SAP HANA is a pivotal platform that can completely transform an enterprise, but without quality data SAP HANA only yields fast trash. Traditionally, tools such as SAP Data Services have been used to confront this problem. Now, SAP HANA holds capabilities to transform and cleanse data in real time from many sources. See how these technologies confront real-time challenges.
Key Concept
SAP HANA has many features to both manage data and improve data quality. These new options offer real-time transformational possibilities that were unthinkable until recently. They allow users to transform data in real time with Smart Data Integration (SDI) or conform and cleanse data with Smart Data Quality (SDQ). SDI is the next generation information management platform to transform data in SAP HANA. SDQ adds data quality capabilities to round out this next generation SAP HANA-based information management platform with capabilities in batch or real-time deployments.
Concepts such as business intelligence and analytics have been used on many different platforms over the years. However, with SAP HANA many more options exist for gathering measures and key performance indicators in real time from data as it is created in the SAP Business Suite or other systems.
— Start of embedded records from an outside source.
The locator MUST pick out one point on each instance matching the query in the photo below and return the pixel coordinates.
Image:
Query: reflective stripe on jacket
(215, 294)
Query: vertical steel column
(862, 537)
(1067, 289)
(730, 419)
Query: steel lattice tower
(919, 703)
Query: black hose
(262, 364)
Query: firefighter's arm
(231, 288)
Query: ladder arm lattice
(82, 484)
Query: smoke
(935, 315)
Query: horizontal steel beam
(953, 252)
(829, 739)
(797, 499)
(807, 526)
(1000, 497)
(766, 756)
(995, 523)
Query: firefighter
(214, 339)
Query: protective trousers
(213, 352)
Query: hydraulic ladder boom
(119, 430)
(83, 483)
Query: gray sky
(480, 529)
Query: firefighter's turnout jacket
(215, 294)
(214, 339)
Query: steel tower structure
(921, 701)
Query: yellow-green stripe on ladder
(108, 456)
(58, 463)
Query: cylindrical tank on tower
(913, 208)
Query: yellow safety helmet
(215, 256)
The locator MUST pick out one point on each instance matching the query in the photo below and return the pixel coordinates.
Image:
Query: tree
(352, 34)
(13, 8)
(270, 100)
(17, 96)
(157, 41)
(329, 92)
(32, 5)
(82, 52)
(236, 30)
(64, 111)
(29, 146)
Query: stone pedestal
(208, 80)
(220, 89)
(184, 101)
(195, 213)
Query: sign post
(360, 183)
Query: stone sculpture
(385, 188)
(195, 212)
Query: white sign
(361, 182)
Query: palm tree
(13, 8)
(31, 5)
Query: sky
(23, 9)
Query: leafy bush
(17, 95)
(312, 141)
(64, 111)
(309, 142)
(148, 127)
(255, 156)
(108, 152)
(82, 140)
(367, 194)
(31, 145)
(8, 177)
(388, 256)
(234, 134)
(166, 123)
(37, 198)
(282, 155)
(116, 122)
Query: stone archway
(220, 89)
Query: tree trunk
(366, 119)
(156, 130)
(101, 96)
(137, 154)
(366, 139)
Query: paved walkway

SAP HANA is an analytics platform for housing data from many disparate sources as the development stack for data warehousing. Since SAP HANA’s inception this has been accomplished with extracting, transforming, and loading (ETL) data into SAP HANA from multiple sources.
ETL is not a new concept, and in the SAP world, these types of operations and development have used technologies such as SAP Data Services to perform these functions. SAP Data Services is like many of its rivals in that it is mostly batch based. Traditional ETL in this paradigm has the challenges of introducing latency to the data in the data warehouse. Data must be gathered, extracted, and transformed in batches from multiple sources that are scheduled to process changed data to the targets. This schedule can happen once a day or in micro batches that may be once an hour or every 15 minutes, but at best, it will only be near real time.
There are many benefits that SAP Data Services introduces, even in an SAP HANA-powered solution. Properly transformed and modeled data can reliably perform in optimal engines such as SAP HANA’s online analytical processing (OLAP) engine, which is the most efficient there is in SAP HANA. This is not always the case with calculation view-driven replicated solutions from SAP ERP. These solutions provision data in SAP HANA in transactional tables. The benefit of the calculation-driven solutions is the fact that they are real time, but they may not process efficiently or scale well in SAP HANA as they operate in less efficient engines.
So, you have a real-time need, but not a way to get there in an efficient or fully transformed manner. Enter SAP HANA yet again with another transformative technology that reshapes these possibilities: SAP Enterprise Information Management (SAP HANA EIM). SAP HANA EIM comprises two technologies: Smart Data Integration (SDI) and Smart Data Quality (SDQ). I explore SDI in detail in this article.
SDI
SDI allows a developer to combine functionality to fully transform data that would normally be limited to SAP Data Services and perform those transformations in real time as records are created in a source system. A practical application of this technology could be to transform an account master data table into a structure that better lends itself toward reporting.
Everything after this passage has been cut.